– Шеф! Шеф! Чепе! Гименея схватили. Опять тащат на свадьбу.
– Это ты, Марс? Пальни из ракетницы, пусть разбегутся. Мельпомена, никаких вертолетов, раньше надо было думать. Аполлон, куда смотришь? Девять лаборанток - и никакого порядка!
– Шеф, это опять Марс. У меня только красные ракеты. Они поймут это как сигнал к войне.
– Пора бы знать, что причины у войн социальные. При чем тут цвет ракеты? Действуй!
– Папочка, какую статую мы сейчас грузим! Помнишь, я позировала одному скульптору? И представь себе, в храме никого не было.
– Немедленно вернуть статую в храм. Она - шедевр человека и принадлежит людям.
– Папочка, откуда такое почтение к храмам? Ты жо атеист.

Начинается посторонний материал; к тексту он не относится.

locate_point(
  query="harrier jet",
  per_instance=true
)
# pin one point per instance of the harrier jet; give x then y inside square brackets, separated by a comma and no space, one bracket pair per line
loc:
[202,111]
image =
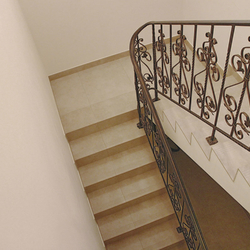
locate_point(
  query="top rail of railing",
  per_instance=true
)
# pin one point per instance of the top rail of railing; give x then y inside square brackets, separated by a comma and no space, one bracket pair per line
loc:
[184,67]
[196,67]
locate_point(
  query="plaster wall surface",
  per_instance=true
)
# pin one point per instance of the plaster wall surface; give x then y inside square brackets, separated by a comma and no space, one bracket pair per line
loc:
[42,200]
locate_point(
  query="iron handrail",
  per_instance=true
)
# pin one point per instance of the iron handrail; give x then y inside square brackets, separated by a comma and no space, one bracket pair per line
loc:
[148,117]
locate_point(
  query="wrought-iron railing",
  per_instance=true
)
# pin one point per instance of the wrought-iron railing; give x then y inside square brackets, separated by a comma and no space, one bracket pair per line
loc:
[181,61]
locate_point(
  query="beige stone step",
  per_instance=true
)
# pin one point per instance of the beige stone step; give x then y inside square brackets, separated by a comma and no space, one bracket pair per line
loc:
[161,236]
[117,167]
[84,117]
[116,196]
[136,218]
[107,142]
[101,125]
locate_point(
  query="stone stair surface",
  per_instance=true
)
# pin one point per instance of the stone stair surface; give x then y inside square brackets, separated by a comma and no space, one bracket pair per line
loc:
[124,186]
[118,171]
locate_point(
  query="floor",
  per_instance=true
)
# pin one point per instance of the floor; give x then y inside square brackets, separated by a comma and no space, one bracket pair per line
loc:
[224,223]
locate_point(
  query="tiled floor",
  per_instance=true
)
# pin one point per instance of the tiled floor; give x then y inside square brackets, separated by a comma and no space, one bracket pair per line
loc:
[99,93]
[224,223]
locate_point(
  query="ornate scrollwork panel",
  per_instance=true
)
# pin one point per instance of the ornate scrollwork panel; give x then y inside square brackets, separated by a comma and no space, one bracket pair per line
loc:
[161,63]
[237,118]
[144,58]
[181,87]
[206,100]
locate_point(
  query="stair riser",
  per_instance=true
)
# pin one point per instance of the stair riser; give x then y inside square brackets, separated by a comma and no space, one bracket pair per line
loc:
[140,229]
[118,178]
[101,125]
[128,203]
[110,151]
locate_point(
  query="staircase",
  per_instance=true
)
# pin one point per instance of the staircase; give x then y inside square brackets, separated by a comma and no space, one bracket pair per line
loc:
[115,162]
[171,64]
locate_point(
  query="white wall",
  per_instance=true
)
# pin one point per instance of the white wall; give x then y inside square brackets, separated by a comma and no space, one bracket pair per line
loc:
[42,201]
[69,33]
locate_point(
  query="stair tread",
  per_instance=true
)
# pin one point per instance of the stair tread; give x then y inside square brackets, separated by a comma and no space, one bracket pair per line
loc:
[110,137]
[117,164]
[96,113]
[125,191]
[135,216]
[160,236]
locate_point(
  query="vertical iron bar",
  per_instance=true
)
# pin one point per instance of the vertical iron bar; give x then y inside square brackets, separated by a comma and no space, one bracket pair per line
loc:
[246,80]
[180,61]
[139,125]
[162,59]
[154,63]
[223,80]
[193,63]
[171,60]
[207,71]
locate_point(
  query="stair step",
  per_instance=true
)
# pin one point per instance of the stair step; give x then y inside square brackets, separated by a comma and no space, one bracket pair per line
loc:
[101,125]
[107,142]
[129,220]
[113,209]
[84,117]
[160,236]
[120,166]
[126,190]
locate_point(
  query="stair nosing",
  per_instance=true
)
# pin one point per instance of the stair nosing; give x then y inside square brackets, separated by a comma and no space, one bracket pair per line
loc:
[138,228]
[110,151]
[125,204]
[121,176]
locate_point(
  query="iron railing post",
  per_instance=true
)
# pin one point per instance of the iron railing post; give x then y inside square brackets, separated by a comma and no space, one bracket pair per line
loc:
[211,139]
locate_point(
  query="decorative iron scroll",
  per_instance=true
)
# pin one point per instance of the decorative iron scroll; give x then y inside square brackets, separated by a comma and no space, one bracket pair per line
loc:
[162,71]
[143,57]
[207,54]
[181,87]
[148,121]
[157,73]
[238,119]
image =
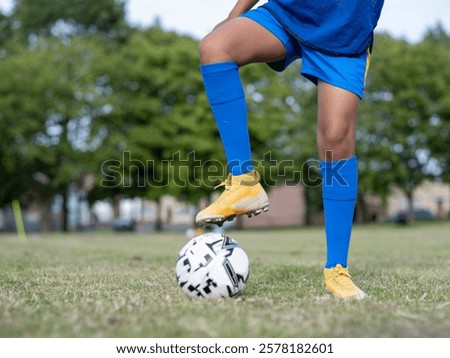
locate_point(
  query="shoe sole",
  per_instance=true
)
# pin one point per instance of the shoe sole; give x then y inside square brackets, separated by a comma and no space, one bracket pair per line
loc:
[220,221]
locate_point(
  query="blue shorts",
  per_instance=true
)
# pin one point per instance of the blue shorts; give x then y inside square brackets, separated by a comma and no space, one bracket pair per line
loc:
[348,73]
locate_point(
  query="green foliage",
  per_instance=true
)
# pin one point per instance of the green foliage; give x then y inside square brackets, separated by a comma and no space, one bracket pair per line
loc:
[405,117]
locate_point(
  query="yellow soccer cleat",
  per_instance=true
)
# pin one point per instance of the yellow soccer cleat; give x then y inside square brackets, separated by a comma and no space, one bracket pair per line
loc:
[339,283]
[243,195]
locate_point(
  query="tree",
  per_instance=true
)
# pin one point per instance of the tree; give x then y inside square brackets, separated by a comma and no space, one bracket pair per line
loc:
[404,121]
[47,102]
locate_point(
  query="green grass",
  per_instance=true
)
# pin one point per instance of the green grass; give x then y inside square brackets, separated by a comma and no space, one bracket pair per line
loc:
[123,285]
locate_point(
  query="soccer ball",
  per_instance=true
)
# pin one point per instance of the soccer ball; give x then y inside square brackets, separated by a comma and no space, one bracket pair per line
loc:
[212,266]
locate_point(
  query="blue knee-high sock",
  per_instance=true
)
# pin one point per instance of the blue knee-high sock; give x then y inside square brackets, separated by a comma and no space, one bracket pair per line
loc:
[339,191]
[227,99]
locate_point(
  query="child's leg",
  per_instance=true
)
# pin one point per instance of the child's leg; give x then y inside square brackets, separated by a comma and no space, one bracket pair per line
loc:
[235,43]
[336,144]
[221,54]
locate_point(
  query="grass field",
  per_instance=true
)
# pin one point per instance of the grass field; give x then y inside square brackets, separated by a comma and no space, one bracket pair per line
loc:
[123,285]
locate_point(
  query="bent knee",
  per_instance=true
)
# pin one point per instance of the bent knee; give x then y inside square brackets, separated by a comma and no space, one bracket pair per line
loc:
[213,49]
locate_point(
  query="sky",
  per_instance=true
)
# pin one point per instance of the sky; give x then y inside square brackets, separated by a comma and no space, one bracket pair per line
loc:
[407,19]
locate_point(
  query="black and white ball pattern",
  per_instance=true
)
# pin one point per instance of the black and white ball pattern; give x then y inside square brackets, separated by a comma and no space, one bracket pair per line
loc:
[212,265]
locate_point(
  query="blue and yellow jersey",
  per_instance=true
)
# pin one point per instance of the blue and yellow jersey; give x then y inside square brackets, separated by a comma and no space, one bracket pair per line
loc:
[335,27]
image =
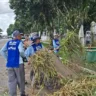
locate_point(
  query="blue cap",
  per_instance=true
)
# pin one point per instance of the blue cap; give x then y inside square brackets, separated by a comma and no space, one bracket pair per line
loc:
[16,33]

– Лучше б вместо богини любви они придумали богиню уважения! Парнас! Парнас! Где Гименей? Где Прометей?
– Гименей уже на базе. Прометей на складе, получает взрывчатку. Чтобы не пугать местных жителей, предлагаю ненужное оборудование сбросить в кратер Везувия и взорвать его там. Тогда это будет принято за нормальное извержение.
– Это ты, Вулкан? Придумано неплохо. Действуй.
– Шеф, я Аполлон. Может, все-таки оставим что-нибудь? На память. Пусть знают, что мы были здесь.
– Они превратят наши приборы в идолов, в фетиши. Они будут мазать наши телевизоры и вертолеты бычьей кровью и поклоняться им. Все взорвать!
– Может, зароем таблицы? Клио их уже приготовила. Они откопают их, когда займутся археологией, прочтут, когда откроют кибернетику, когда они станут такими, как мы.
– Понял тебя, Аполлон. Прежнее распоряжение остается в силе. У них странное свойство объяснять икс игреком. Где гарантия, что они не попытаются приписать нам все свои достижения? Между тем все, что они создали и создают, было и будет делом их собственных рук. И нечего примешивать к этому сверхъестественные силы. Например, нас. Все взорвать!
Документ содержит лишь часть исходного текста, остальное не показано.